Literate Programming: A Radical Approach to Writing Code with Documentation

Get the best of both worlds with this very old programming paradigm

literate-programming-a-radical-approach-to-writing-code-with-documentation-ebb5dc892cd7

Ever heard the phrase: self-documenting code doesn’t exist? Well, hold my beer, because I’m about to show you the opposite — kind of.

Originally introduced by Donald Knuth around 1984, Literate programming is considered a programming paradigm that allows you to weave the documentation of your code, written in natural language, with snippets and original portions of your source code. It works in a way that as an output of compilation, you can either run the code, or generate an interactive version of the documentation (i.e an HTML version).

While huge codebases would be very uncomfortable to write like this, there is an argument to be made about smaller components, such as libraries, or components. For instance, if you’re a web dev creating a React component you can take advantage of literate programming. You can structure both, the documentation and the actual source code in a way that anyone trying to understand how to use it can organically learn by reading the generated documentation.

I know, right now, I’m making it sound like a glorified version of Javadocs, but give me a chance, there is more to it than meets the eye.

Why is it better than documentation generation tools?

Javadocs allows you to generate documentation from well-constructed comments. You have a format to follow, and if you do it right, the final result can be something very indeed.

However, the resulting documentation with tools like that has a major flaw: it feels like you’re browsing through a mirror version of your source code. You get all the details, but you have to know where to look to get them.

It’s not organic, it’s not intuitive, it’s very mechanical and machine-like.

However, that is where Literate Programming comes into play: instead of putting the explanation inside the code, you put the code inside the explanation. This very basic difference makes it so that when you browse the final result, you get to read a story that shows you how things work.

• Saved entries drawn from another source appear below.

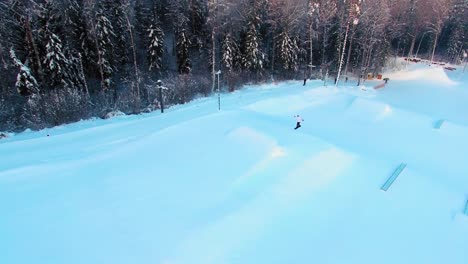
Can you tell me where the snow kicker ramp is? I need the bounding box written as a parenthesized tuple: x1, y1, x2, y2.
(384, 66, 457, 85)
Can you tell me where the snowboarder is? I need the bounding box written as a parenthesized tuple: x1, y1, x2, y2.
(294, 115, 304, 130)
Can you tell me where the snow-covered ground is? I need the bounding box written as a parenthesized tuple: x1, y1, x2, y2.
(1, 61, 468, 264)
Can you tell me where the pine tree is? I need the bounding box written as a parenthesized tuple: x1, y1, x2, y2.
(278, 31, 299, 71)
(172, 0, 192, 74)
(37, 0, 79, 91)
(10, 48, 39, 96)
(43, 27, 72, 89)
(37, 0, 62, 41)
(177, 28, 192, 74)
(148, 18, 165, 72)
(95, 6, 115, 89)
(243, 20, 264, 72)
(103, 0, 128, 67)
(221, 32, 238, 72)
(64, 1, 93, 59)
(4, 1, 45, 82)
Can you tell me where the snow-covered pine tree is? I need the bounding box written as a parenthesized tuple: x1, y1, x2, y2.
(37, 1, 78, 91)
(176, 28, 192, 74)
(95, 6, 115, 90)
(10, 48, 40, 96)
(103, 0, 128, 67)
(221, 32, 238, 72)
(243, 20, 264, 72)
(277, 31, 299, 71)
(66, 51, 87, 92)
(172, 1, 192, 74)
(64, 0, 94, 64)
(241, 0, 268, 73)
(37, 0, 62, 42)
(148, 18, 164, 72)
(43, 27, 72, 89)
(11, 1, 45, 82)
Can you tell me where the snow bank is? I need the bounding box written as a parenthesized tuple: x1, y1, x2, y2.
(103, 110, 126, 119)
(1, 65, 468, 264)
(0, 132, 9, 140)
(384, 66, 457, 85)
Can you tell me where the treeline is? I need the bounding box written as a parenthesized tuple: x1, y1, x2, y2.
(0, 0, 466, 131)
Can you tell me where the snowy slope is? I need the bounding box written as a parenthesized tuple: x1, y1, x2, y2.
(1, 62, 467, 264)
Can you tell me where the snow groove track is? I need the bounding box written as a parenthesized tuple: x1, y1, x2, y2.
(381, 163, 407, 191)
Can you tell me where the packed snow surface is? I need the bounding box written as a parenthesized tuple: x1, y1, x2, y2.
(1, 61, 468, 264)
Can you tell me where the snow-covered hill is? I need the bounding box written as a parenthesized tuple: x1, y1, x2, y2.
(1, 62, 467, 264)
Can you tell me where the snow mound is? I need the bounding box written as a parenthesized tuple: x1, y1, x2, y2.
(385, 66, 456, 85)
(346, 98, 394, 122)
(227, 126, 277, 152)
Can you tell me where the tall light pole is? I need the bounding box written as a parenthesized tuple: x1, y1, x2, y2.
(156, 80, 168, 113)
(415, 31, 427, 59)
(336, 17, 359, 87)
(216, 70, 221, 110)
(463, 51, 467, 73)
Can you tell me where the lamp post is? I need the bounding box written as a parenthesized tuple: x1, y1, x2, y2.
(463, 51, 467, 73)
(415, 31, 427, 59)
(216, 70, 221, 110)
(336, 17, 359, 87)
(156, 80, 168, 113)
(323, 65, 329, 87)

It’s like reading an article or a book about your library, instead of going through its internal logic hoping you didn’t miss a connection.

A quick example

For a quick practical example of how literate programming works, the only thing you need to know right now is that:

There are plenty of CLI tools available for most programming languages, allowing you to create the documentation using your favorite markup language and then translating it correctly.
Inside the markup documentation, you’ll use special tags that will identify the code blocks. These code blocks will be the ones extracted during a process called Tangling.

The following file contains my written code and documentation, all in one.

Although a very basic example, notice how I was able to split what would normally be a single file, into three different pieces, by using these special tags (i.e the sum and subtract functions should be both on the same file called mylib.js and the last code snippet is actually part of the subtract function).

This way I’m able to focus however I want on the explanation, without letting the code structure affect my storytelling.

With that file, and using the pyWeb utility (a literate tool written in Python), I’m able to run the following lines to parse and extract what I need:

$ python3 -m pyweb my-lib.w
$ rst2html5.py my-lib.rst my-lib.html

The first line translates my .w file into 2 other files: mylib.js (because that’s how I named it inside the documentation) through the process known as tangling, and mylib.rst which can already be seen as the final documentation (through the process known as weaving), but using rst2html which you can download from here, I turned that into HTML.

The outputs are my JavaScript file:

And the documentation itself:

A quick intro to tags and macros

The gist of the .w file other than the documentation itself, are the macros (essentially everything that starts with a @).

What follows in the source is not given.